-50% Intro price for the next 72 hours only!. Buy now →

Can anything stop the Italian radical right?

Related posts Imminent American economic Apocalypse? The collapse of the public debt market begins – Finbold – Finance in Bold 04.05.2024 Goldman Updates European Conviction List, Adds 4 New Stocks – Investing.com 04.05.2024 Italia politics can be bewilderingly complex. Five large parties and many small ones will participate in the September 25 general election. Before […]

0
Can anything stop the Italian radical right?

Related posts

Italia politics can be bewilderingly complex. Five large parties and many small ones will participate in the September 25 general election. Before that, they will mingle with an uncertain number of electoral alliances. Yet the race to replace Mario Draghi’s ousted government already boils down to one question. Is there anything his opponents can do to stop Giorgia Meloni (pictured), leader of the far-right Brothers of Italy (FDI) party, to become the next Prime Minister?

Ms Meloni’s party is part of an alliance that also includes the nationalist Northern League, Silvio Berlusconi’s Forza Italia party and a few smaller parties. Polls currently suggest this group could garner more than 45% of the vote, which should be enough for a majority in parliament. On July 27, the alliance renewed an agreement which stipulates that if they win, the leader of the party with the most votes will become prime minister. Ms Meloni’s party are around ten percentage points ahead of the League and 15 points ahead of Forza Italia.

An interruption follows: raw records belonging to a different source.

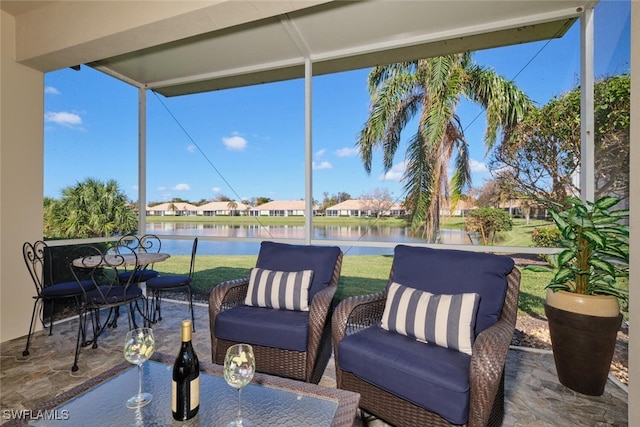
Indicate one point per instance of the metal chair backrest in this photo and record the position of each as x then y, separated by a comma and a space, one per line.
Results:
38, 262
150, 243
90, 263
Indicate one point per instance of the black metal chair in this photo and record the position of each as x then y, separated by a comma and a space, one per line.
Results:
156, 285
147, 243
108, 293
37, 257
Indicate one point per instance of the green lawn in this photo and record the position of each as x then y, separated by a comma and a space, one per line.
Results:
360, 275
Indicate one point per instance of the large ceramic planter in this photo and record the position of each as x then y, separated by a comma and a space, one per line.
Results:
583, 342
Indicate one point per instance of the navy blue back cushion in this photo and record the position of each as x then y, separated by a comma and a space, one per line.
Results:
442, 271
285, 257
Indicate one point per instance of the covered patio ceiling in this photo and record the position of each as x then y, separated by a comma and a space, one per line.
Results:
336, 36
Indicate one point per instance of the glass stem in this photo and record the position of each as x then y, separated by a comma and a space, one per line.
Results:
139, 379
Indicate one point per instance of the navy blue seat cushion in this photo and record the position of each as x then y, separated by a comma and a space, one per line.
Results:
141, 276
168, 282
432, 377
113, 294
441, 271
269, 327
65, 289
285, 257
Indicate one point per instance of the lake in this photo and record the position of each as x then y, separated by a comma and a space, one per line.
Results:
269, 232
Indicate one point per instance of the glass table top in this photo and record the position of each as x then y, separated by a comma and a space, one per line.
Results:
262, 405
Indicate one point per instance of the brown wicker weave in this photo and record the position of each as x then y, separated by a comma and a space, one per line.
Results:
486, 382
305, 366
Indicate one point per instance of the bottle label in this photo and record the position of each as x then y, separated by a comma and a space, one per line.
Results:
174, 396
195, 393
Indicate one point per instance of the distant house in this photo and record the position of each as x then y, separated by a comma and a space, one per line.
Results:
172, 209
223, 208
460, 209
365, 208
282, 208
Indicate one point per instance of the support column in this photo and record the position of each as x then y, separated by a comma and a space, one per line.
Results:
308, 153
587, 169
142, 160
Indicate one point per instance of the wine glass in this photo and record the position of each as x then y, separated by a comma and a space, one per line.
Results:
239, 366
138, 347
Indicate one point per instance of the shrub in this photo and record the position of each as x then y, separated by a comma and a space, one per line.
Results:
546, 237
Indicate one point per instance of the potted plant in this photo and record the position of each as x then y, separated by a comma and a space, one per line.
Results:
582, 304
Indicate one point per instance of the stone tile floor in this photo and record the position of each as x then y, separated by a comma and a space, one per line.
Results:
534, 397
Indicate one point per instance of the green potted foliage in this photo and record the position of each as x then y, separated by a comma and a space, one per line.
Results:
582, 304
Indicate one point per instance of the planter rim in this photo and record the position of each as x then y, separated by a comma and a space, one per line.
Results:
592, 305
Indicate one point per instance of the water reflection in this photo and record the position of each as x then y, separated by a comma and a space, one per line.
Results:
325, 232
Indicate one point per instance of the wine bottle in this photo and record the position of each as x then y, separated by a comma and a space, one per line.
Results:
185, 387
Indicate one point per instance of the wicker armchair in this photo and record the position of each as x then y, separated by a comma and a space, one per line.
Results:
485, 379
287, 343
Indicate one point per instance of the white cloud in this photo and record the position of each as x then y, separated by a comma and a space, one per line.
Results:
346, 152
51, 90
235, 143
322, 165
395, 173
477, 167
63, 118
181, 187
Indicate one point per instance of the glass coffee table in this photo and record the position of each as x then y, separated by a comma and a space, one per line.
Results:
267, 401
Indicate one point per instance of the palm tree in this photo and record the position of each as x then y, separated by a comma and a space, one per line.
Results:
90, 209
433, 87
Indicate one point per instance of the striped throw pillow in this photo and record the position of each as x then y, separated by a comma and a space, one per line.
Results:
279, 289
445, 320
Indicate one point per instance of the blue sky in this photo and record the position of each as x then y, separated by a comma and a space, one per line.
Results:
249, 142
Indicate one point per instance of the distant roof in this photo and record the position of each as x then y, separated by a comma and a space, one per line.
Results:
297, 205
360, 204
169, 206
221, 206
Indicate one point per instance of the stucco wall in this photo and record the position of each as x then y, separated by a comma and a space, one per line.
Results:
21, 168
634, 277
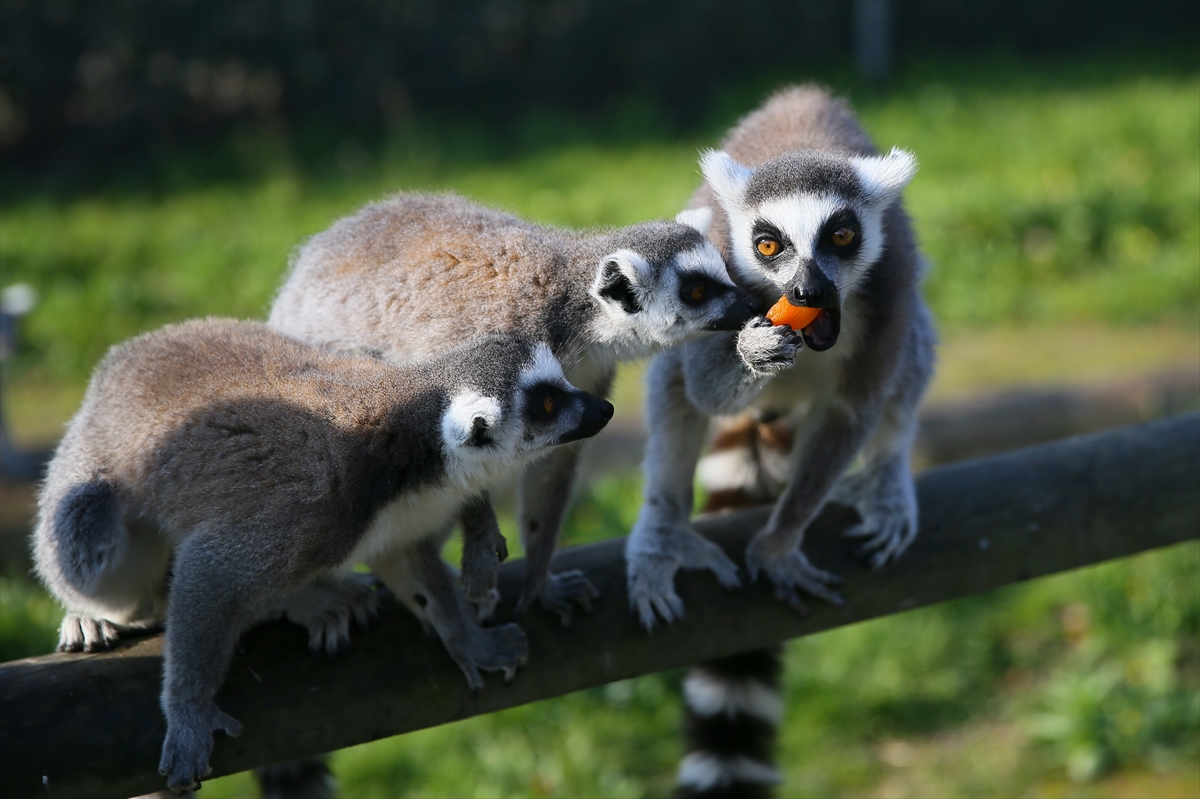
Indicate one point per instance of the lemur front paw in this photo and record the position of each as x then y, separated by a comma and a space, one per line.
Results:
559, 594
886, 499
790, 572
768, 348
327, 606
84, 634
653, 556
492, 649
189, 744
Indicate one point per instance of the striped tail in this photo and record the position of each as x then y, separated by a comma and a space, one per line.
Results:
732, 706
732, 714
309, 779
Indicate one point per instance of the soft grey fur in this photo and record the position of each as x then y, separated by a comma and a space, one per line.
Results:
798, 158
409, 276
261, 464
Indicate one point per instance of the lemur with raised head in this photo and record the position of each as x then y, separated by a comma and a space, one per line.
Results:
803, 206
409, 276
255, 463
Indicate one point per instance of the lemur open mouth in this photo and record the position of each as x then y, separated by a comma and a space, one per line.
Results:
822, 332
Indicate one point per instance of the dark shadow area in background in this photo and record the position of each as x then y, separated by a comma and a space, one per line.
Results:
90, 91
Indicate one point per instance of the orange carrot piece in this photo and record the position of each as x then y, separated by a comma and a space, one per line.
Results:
795, 317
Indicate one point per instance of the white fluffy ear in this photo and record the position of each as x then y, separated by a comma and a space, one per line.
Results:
701, 218
471, 420
619, 278
885, 176
725, 175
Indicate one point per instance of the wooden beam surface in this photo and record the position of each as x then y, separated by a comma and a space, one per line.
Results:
90, 725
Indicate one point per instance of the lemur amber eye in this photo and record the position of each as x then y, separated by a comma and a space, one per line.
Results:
767, 247
843, 236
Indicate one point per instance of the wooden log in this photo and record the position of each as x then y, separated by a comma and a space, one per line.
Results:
90, 725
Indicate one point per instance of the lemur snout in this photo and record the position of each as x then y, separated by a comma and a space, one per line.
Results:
810, 288
744, 308
595, 416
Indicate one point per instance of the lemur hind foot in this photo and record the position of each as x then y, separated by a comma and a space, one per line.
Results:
189, 744
325, 608
84, 634
886, 499
791, 572
561, 594
654, 556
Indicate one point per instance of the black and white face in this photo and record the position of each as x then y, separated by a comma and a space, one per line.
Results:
552, 410
808, 226
660, 305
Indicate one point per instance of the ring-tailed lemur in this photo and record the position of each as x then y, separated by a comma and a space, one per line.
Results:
409, 276
803, 206
257, 463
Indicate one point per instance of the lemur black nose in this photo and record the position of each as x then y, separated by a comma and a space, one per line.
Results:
808, 296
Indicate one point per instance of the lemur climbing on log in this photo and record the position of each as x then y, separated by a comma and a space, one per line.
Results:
803, 208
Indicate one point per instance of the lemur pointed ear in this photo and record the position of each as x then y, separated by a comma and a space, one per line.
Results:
618, 278
885, 176
701, 218
471, 420
725, 175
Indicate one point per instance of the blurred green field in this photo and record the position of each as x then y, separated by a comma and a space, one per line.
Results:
1063, 197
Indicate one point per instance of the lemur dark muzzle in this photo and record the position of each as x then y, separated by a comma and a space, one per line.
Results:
822, 332
597, 413
744, 308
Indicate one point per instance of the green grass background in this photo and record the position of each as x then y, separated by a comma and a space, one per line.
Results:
1050, 197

The center-left Democratic Party (pd), led by former Prime Minister Enrico Letta, is about as popular as the FDI. The two could get around 23% of the vote (see chart). But Mr Letta’s efforts to build a broad electoral alliance are in shambles, in part because Italian progressives seem unable to bury their differences. On August 7, Carlo Calenda, a businessman-turned-politician who left the pd form a centrist group, Azione (Action), said it was withdrawing from an electoral pact with the pd which he had sealed with Mr. Letta five days earlier. He said he disapproved of the deals Mr. Letta subsequently made with three other smaller parties. Mr. Letta answered curtly: “The only possible ally for Calenda is Calenda.”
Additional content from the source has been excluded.